Najat Vallaud-Belkacem veut « un master réformé » à la rentrée 2017

Alors que la CPU défend la sélection entre M1 et M2, Najat Vallaud-Belkacem souhaite au contraire la supprimer. Et instaurer un "recrutement objectif" à l’entrée en master.

Najat Vallaud-Belkacem (photo Benjamin Géminel / Licence CC / Wikimedia)

Najat Vallaud-Belkacem (photo Benjamin Géminel / Licence CC / Wikimedia)

Alors que les affaires opposant des étudiants écartés du Master 2 et leurs établissements se multiplient, et que la Conférence des Présidents d’Université demande au gouvernement “d’assumer” la sélection en master, Najat Vallaud-Belkacem « pense qu’il faut une loi » pour, au contraire, « en sortir ». La ministre souhaiterait ainsi réformer le master à la rentrée 2017.

Institué en 2002 lors de la création du LMD (licence-master-doctorat), ce cycle a remplacé les DEA et DESS. « Mais la sélection qui existait à bac+4 avant la réforme, a été conservée et se retrouve au milieu du master (entre M1 et M2) », déplore la ministre de l’Education Nationale dans une interview aux Echos.
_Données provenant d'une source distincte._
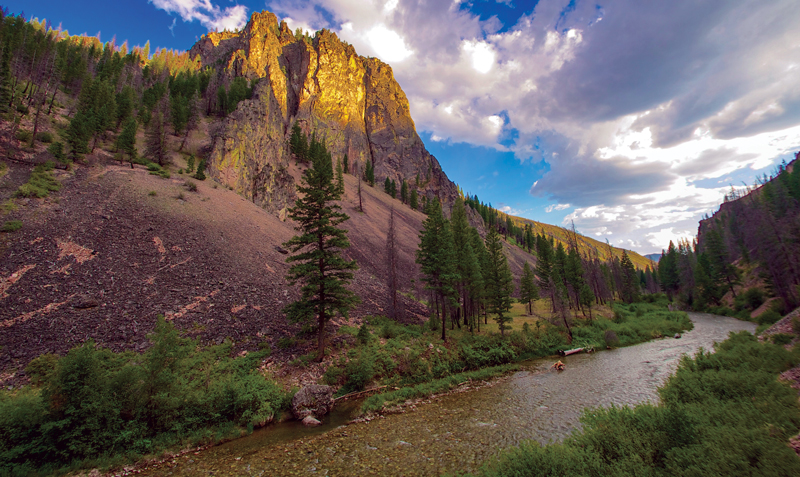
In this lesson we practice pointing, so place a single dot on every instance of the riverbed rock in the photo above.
(309, 421)
(314, 400)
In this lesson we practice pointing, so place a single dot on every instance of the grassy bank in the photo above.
(96, 408)
(414, 359)
(721, 413)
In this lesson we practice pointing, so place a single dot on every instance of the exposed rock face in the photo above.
(353, 103)
(313, 400)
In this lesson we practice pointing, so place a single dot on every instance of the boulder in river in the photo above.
(314, 400)
(310, 421)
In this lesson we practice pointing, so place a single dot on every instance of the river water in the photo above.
(458, 432)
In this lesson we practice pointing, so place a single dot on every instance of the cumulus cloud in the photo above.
(208, 14)
(631, 105)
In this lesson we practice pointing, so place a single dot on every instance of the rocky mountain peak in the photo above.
(351, 102)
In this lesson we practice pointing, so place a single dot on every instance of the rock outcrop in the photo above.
(351, 102)
(314, 400)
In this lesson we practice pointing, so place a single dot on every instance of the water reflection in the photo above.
(460, 431)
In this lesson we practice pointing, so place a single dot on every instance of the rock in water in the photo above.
(313, 400)
(309, 421)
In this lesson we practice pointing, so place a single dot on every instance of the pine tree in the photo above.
(156, 139)
(529, 292)
(630, 288)
(436, 258)
(668, 271)
(391, 269)
(339, 179)
(499, 282)
(126, 141)
(544, 257)
(317, 260)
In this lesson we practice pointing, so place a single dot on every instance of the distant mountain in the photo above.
(653, 256)
(350, 102)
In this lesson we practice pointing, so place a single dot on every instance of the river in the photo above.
(458, 432)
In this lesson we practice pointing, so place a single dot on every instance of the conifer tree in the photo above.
(126, 141)
(436, 258)
(544, 257)
(630, 288)
(499, 282)
(339, 179)
(668, 271)
(317, 260)
(391, 268)
(156, 138)
(529, 292)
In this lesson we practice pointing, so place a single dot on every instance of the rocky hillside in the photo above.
(352, 102)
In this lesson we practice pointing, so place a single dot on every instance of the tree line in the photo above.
(114, 90)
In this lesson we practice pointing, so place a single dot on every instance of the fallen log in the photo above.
(570, 351)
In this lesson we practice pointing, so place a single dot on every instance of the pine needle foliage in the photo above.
(317, 260)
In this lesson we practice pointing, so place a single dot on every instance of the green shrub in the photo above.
(769, 317)
(286, 342)
(750, 299)
(93, 403)
(611, 338)
(201, 168)
(23, 135)
(41, 182)
(44, 136)
(782, 338)
(711, 420)
(11, 226)
(364, 336)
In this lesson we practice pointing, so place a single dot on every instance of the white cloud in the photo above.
(551, 208)
(211, 16)
(631, 114)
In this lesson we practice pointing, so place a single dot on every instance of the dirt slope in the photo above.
(116, 247)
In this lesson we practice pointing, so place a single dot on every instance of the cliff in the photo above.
(351, 102)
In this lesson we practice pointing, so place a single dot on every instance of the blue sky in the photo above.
(630, 118)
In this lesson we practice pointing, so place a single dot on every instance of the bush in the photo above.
(94, 403)
(750, 299)
(23, 135)
(782, 338)
(286, 342)
(711, 420)
(611, 338)
(41, 182)
(769, 317)
(11, 226)
(364, 336)
(44, 136)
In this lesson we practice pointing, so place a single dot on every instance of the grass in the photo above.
(41, 182)
(721, 413)
(413, 357)
(11, 226)
(380, 401)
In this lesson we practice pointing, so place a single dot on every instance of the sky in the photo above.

Après avoir discuté avec des universités et « des organisations étudiantes et syndicales » pendant plusieurs mois, Najat Vallaud-Belkacem considère que « les conditions sont réunies pour avancer ». Son objectif : « que les universités puissent recruter à l’entrée du master », avec un « diplôme conçu comme un cursus de 4 semestres qui ne s’arrête pas en plein milieu ».

La ministre considère en outre que tout titulaire de licence devrait « se voir proposer une poursuite d’études en master s’il le souhaite », et qu’il n’est plus possible « d’abandonner ceux qui veulent continuer après la licence », un diplôme qui « ne suffit pas à s’insérer dans le monde professionnel ».

« Une orientation maîtrisée » à l’entrée du master

Dans son interview aux Echos, Najat Vallaud-Belkacem semble répondre à la CPU, qui demande que l’on puisse « continuer à faire en faire en sorte que les étudiants issus de la même université puissent être orientés, sélectionnés entre le M1 et le M2. » En mai 2016, pour « sécuriser la rentrée », le ministère avait adopté un décret autorisant 1300 masters à opérer une sélection de leurs étudiants entre le M1 et le M2. Mais selon la ministre de l’Education Nationale, bien décidée à la supprimer, « cette solution ne peut qu’être temporaire », car « se heurter à une barrière au milieu » du cycle est « inacceptable ».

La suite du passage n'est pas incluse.